Ingredients
- One recipe Easy Pie Dough, one half shaped and chilled in a pie plate, the other rolled out flat and chilled on a floured sheet pan
- 4 pounds fresh, ripe yellow peaches, (peeled, if desired), pitted, and cut into 1/8ths
- 1/2 cup sugar, plus more for sprinkling on top
- 1/4 cup cornstarch or small-grain instant tapioca
- Zest of 1 lime
- Egg wash (1 egg and 1 large pinch of salt, beaten)
Procedures
- Preheat the oven to 425° F. In a large bowl, combine peach slices, sugar, cornstarch or tapioca, and lime zest. Toss the mixture until the peaches are evenly coated, then pour into the prepared, chilled pie shell.

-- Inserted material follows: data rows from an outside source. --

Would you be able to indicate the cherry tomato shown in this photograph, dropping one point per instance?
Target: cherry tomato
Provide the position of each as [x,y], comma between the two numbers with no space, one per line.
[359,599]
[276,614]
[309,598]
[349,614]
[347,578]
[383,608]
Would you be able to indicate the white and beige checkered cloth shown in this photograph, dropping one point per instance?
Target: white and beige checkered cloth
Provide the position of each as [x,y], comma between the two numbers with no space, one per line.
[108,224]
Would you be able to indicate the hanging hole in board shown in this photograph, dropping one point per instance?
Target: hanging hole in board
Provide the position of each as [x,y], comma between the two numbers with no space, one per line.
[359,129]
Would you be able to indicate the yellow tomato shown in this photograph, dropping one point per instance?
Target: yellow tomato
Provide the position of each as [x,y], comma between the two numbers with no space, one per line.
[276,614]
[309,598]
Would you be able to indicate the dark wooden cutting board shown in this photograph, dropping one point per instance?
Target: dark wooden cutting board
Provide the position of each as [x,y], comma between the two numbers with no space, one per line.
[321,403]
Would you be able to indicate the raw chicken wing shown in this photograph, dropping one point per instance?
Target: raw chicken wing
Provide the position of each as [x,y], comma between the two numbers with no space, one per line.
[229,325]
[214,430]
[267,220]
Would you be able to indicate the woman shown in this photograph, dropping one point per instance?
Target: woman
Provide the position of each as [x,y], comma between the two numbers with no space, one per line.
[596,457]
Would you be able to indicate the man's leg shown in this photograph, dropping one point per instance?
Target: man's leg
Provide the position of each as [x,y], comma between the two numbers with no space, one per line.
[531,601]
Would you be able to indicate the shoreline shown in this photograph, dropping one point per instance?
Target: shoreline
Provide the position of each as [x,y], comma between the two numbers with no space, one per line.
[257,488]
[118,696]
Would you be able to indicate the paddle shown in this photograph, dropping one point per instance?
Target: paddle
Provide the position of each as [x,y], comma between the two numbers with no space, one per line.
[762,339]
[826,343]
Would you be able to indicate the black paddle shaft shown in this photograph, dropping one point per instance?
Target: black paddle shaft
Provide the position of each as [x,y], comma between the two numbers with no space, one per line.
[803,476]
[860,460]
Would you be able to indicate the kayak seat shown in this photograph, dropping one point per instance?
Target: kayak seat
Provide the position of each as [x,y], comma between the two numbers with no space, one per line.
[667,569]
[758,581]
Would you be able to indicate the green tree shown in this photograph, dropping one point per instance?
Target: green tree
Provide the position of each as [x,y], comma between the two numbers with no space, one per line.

- Cover the fruit with the prepared, chilled top crust, shape as desired. Chill the shaped pie for at least 20 minutes.
- Brush the top of the chilled pie with egg wash just before baking. Sprinkle with sugar and bake at 425° for 15 minutes, rotating the pie halfway through. After 15 minutes, lower the oven temperature to 375° and continue baking for 30 to 40 minutes, rotating again halfway through. Bake until the top is golden brown the the filling is bubbling all over.